Re: [Selectors], XSLT, and a browser's internal view of an xml document

Hi, Anne.

--- Anne van Kesteren <annevk@opera.com> wrote:

> 
> Actually, XSLT changes the DOM and therefore the
> semantics of the  document... From what I understand
of STTS it would not do such a thing.
> 

OK. It's confusing for me to properly relate the
following:

- changing versus not changing the DOM.

- serialization versus rendering.

- rendering in static versus dynamic contexts.

- data type-defined semantics (allowed types/regex's
of node contents) versus grammar-defined semantics
(allowed placement and nesting of nodes).

- schema-defined semantics versus what a parser knows
about a particular xml document's contents.

- transformation versus matching versus representing
(as in representing nodes to create).

- presentation versus content.

- inheritance of CSS values versus
Selector-specification of CSS values versus
inline-specification of CSS values.

Sorry, and thank you for your patient reply.

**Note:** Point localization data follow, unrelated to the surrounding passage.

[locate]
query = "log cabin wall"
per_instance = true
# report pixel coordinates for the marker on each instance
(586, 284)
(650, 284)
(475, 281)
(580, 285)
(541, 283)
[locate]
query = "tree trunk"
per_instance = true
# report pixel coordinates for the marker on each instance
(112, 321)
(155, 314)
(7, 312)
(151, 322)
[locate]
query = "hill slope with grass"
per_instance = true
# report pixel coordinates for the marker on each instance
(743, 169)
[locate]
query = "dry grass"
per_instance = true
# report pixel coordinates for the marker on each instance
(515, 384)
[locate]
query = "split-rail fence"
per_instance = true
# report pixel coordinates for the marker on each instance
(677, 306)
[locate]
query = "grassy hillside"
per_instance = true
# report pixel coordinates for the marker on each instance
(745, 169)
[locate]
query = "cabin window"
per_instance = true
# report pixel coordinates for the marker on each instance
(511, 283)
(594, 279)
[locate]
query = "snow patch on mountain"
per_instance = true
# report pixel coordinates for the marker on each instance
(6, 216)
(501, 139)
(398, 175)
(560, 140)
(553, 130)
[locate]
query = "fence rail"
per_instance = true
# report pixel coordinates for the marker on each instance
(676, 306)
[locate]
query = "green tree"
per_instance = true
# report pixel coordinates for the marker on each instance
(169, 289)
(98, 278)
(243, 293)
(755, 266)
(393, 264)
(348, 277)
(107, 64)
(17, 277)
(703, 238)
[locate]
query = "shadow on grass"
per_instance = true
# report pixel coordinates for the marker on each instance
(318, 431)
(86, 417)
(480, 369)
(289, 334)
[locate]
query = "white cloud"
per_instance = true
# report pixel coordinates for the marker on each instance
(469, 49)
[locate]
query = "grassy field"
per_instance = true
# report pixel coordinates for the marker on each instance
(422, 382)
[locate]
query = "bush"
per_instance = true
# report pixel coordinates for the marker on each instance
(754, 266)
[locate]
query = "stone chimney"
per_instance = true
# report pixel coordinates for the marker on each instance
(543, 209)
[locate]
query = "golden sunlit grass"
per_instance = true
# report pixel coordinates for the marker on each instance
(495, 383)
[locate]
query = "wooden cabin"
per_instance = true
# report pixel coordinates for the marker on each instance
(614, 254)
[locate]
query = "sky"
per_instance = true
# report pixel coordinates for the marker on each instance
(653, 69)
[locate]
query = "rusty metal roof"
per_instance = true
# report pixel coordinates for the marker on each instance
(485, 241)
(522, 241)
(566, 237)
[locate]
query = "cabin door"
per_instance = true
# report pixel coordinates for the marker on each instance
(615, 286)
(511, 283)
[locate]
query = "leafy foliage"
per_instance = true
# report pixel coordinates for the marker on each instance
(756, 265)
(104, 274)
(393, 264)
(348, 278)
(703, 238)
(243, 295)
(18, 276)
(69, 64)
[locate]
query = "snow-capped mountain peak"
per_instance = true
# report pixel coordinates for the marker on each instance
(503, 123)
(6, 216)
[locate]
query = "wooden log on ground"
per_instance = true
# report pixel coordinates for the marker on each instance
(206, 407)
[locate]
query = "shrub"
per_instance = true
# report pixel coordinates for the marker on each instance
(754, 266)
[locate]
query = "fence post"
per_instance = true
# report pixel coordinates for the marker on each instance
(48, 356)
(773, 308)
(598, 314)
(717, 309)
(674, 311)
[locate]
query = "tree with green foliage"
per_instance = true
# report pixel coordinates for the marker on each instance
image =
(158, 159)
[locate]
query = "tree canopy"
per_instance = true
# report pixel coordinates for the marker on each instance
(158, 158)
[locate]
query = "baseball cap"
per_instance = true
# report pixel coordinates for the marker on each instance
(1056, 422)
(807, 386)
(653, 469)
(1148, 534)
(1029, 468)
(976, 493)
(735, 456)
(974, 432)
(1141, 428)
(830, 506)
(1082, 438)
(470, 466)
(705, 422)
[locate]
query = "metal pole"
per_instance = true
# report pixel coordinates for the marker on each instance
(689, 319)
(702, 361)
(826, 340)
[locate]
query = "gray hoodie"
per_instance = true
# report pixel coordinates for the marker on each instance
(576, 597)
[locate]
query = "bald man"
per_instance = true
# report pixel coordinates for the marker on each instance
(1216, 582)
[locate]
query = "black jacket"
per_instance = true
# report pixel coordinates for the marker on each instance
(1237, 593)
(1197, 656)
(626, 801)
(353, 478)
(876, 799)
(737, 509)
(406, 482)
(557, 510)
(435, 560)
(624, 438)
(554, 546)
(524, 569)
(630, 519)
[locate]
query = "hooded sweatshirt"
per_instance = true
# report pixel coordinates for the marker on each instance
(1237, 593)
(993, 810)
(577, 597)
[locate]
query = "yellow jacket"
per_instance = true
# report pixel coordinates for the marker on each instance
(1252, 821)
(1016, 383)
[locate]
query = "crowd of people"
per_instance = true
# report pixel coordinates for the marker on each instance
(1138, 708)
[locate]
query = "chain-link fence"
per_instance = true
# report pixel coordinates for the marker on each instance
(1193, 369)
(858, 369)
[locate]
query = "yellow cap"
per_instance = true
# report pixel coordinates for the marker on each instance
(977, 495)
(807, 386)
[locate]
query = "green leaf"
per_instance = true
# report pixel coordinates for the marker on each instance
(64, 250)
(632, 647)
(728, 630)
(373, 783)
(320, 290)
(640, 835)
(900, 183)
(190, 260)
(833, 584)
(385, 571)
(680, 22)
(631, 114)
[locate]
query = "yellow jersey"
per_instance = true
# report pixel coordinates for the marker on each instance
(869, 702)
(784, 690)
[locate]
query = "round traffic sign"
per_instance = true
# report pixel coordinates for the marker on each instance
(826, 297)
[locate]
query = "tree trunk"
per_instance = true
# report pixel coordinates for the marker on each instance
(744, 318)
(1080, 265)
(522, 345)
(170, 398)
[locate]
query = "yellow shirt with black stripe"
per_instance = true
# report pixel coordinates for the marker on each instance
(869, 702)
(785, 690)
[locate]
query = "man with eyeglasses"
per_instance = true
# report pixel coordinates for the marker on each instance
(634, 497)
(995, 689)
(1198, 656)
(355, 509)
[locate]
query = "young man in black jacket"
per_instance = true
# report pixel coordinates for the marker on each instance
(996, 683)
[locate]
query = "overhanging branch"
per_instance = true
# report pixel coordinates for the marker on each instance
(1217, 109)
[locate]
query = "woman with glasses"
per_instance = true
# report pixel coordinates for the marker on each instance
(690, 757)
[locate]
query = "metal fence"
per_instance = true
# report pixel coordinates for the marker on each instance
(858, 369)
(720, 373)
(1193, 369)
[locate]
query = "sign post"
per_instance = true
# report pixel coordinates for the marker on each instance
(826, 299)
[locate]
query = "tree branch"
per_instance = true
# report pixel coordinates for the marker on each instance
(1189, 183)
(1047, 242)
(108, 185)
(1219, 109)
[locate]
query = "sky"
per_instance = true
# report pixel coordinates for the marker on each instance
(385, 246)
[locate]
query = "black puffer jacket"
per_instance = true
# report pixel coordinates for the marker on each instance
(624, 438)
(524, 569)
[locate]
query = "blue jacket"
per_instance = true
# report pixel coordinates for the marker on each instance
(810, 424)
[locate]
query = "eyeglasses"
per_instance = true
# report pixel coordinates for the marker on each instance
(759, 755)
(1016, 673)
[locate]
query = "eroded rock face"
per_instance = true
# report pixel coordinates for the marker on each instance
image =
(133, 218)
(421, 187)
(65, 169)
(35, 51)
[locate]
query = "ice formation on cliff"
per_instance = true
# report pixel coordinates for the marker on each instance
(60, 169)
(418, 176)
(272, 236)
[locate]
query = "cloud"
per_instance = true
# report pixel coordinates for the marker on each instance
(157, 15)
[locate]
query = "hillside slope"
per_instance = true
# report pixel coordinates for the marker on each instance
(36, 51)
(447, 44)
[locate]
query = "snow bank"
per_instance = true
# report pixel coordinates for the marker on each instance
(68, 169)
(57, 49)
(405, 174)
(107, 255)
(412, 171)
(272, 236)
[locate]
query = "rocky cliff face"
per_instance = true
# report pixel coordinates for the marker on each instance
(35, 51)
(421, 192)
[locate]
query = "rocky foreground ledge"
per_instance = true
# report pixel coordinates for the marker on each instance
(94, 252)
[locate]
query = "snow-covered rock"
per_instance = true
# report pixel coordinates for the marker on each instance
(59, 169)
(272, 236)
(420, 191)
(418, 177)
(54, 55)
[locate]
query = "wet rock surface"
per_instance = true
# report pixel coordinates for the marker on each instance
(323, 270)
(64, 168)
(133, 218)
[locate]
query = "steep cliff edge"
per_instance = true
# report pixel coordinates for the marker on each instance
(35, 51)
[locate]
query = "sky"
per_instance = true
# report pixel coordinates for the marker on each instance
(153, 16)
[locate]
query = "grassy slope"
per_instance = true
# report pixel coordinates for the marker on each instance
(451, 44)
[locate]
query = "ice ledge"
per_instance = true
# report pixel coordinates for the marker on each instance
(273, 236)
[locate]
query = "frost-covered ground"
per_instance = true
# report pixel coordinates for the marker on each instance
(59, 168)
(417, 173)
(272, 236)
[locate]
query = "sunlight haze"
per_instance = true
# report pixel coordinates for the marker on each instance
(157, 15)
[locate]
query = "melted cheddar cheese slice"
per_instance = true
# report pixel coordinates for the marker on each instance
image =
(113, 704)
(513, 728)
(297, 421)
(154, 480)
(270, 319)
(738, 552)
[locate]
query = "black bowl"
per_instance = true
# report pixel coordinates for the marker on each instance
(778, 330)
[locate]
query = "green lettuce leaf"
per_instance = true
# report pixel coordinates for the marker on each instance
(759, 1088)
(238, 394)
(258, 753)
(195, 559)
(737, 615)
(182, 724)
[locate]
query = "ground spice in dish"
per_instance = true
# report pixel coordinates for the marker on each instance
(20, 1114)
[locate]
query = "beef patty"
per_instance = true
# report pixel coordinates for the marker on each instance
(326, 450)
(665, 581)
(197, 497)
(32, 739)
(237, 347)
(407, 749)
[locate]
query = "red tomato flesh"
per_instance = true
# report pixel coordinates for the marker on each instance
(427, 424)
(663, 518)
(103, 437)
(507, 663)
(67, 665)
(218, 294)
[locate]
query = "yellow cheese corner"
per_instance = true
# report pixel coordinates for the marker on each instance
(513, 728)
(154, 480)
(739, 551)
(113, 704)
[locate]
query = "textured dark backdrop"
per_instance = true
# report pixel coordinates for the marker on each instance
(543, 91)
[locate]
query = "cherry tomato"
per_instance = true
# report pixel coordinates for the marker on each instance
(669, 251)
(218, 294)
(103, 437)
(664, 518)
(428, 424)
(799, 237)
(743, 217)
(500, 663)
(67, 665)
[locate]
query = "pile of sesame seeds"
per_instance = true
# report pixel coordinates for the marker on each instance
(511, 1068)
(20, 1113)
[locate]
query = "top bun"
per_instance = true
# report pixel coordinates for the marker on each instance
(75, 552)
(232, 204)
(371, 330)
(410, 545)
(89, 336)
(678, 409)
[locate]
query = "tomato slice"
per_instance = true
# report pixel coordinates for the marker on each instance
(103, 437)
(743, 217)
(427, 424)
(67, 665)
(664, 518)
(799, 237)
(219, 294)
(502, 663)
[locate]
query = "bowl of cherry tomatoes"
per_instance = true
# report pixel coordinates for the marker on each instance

> (CSS declarations can appear inside style=""
> attribute constructs. Such a  style="" attribute is
> available in various markup languages, including  
> XHTML and SVG.)

In CSS3, if you want to specify multiple inline
attributes inside arbitrary XML, you have to use
separate attributes and then separate selectors for
each. 

So

foo[width] {width:attr(width,px);}
foo[height] {height:attr(height,em);}
<foo width="100" height="200">bar bar</foo>

versus

<foo css:style="width:100px;height:200em;">bar
bar</foo>

So a css:style attribute is convenient. A css:class
attribute would help mark-up authors who want to embed
CSS rules in a document.

> 
> How exactly would an XML version of Selectors be
> different from the current Selectors draft? There is
> at least one XBL proposal (as pointed out
previously) > that uses Selectors to select elements
in an XML 
> tree. No modifications necessary.
> 

Well, you might remember something similar:

<style xmlns:css="http://www.w3.org/now-css-xml">
<css:selector="my_webpage_header[@height]">
<css:height value="attr(height,px)" />
</css:selector>
</style>

Or maybe 

<css:style xmlns:css="http://www.w3.org/now-css-xml">
<css:rule selector="foo">
<css:height value="attr(foos-height,px)" />
</css:rule>
<css:rule selector="bar"
value="{width:attr(foos-width,px);color:green;}" />
<css:style>


The advantages of CSS-XML are subjective to (and
perhaps misunderstood by) me. Perhaps the advantages
include:

- Custom schema let you develop and enforce
fine-grained control of CSS-styling of any mark-up.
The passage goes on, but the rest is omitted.